Stories, thinks the marchwarden, picking up the pace to catch up with her family. This is what comes of visiting relatives. Her own mother has ever been full of tales and wicked fables, and delighted to have a new generation in whom to instil a healthy terror of things beyond the forest (of which the warden cannot say she disapproves, entirely, if the rumours from the south have any truth to them), but of creeping shadows and lightless pools too, and trees with hunger and malice in their hearts.

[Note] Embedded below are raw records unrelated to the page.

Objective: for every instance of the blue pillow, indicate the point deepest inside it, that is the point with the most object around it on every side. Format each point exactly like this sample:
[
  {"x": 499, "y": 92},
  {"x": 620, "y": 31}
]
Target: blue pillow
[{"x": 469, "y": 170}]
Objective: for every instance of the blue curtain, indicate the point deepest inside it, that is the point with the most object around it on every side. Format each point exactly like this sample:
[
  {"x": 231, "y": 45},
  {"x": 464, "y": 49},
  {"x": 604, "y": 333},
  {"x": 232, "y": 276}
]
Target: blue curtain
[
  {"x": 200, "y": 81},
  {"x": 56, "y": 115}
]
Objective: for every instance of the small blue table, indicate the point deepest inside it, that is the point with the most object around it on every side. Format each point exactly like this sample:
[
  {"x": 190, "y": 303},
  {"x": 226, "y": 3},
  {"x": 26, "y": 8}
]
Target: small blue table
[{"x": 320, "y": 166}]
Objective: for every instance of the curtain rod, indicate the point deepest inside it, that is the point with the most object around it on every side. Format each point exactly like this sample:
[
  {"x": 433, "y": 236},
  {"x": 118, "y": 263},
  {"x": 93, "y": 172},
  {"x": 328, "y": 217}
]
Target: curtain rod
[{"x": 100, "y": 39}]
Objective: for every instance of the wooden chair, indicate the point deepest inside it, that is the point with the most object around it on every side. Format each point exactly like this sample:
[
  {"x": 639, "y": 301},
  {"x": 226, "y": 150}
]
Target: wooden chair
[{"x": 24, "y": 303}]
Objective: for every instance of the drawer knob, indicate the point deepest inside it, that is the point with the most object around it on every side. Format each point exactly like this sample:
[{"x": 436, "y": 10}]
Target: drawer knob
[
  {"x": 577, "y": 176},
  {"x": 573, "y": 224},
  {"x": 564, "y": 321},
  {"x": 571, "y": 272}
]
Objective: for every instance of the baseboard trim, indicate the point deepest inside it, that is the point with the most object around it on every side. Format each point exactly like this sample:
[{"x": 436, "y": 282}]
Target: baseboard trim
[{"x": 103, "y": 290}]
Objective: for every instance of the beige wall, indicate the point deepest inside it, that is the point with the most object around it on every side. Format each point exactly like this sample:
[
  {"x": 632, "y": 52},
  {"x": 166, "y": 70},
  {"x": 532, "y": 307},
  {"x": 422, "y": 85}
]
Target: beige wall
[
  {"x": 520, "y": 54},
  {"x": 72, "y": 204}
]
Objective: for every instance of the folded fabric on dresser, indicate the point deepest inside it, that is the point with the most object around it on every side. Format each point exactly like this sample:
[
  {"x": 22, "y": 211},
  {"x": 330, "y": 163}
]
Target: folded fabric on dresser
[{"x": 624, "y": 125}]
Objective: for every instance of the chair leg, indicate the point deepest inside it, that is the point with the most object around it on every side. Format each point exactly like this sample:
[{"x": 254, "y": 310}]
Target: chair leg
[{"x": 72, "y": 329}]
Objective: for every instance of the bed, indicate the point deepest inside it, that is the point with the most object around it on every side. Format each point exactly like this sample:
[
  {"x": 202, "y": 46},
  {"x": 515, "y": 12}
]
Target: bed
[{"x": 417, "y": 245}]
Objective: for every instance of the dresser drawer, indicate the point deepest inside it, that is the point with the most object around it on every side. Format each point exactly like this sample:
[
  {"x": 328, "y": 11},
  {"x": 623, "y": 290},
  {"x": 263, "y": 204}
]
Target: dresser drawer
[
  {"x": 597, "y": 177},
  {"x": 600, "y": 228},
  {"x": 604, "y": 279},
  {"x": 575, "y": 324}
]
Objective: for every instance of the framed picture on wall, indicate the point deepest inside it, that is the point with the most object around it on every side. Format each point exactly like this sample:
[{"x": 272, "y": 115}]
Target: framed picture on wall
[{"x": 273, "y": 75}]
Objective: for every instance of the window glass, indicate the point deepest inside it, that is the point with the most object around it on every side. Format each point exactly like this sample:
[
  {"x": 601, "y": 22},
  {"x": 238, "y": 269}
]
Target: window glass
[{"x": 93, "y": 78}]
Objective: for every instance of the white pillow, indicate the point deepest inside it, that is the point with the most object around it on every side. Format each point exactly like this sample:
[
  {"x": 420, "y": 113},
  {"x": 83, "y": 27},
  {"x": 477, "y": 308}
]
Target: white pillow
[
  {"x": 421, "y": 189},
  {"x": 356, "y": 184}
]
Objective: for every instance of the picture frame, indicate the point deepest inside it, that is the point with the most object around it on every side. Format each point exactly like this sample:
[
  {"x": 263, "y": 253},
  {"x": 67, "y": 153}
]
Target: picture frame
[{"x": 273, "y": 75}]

She had eaten such stories up as a child, and feels no fear to pass alone even in the darkest, trackless depths of the wood—she knows them all here, and with her bow at her back and the stars above she has never wandered further than a night or two’s walk from familiar landmarks. Though true, she knows better than to put the forest’s mercy to the test. She’d be a poor sort of warden if she feared to turn a corner in this place but even the King himself will not tread where he is not welcome.
(The Lord of the Wood wears a crown of beaten silver, his cloth is bright with starry gems, but his throne is shaped from the living earth and his sceptre was cut, they say, from the bough of a fallen beech. He is bound, vine and thorn, to the forest, for all he was not born to it, and was yet grown when first he walked beneath its shade.)
The distant clattering croak of a magpie draws her out of her reverie and the warden pauses, looks about her. Something has changed, is no longer the way it was.
There is new silence in the air, one less of withering and more of…waiting. The uneasy hush that steals away the life of the forest deepens and she looks ahead, to where her mate stares back with a faint uncertainty writ in his eyes. He senses it too, the unknown, and his gaze roves constantly across the spaces between the trees.
If it seems that those spaces are narrower than before, that the shadows fall in different patterns than they ought—surely it is only the transience of the light at this hour, shaping visions from uncertain sights. Surely it is only that she has been thinking on old stories, on the trickery of the wood's untamed heart. Surely…
Surely it should be daylight yet. They have walked since dawn—it was not so long ago they rested at noon, and the sun had still been a pallid glint through the trees when last she looked for it. Night falls swiftly, for certain, but not this swiftly.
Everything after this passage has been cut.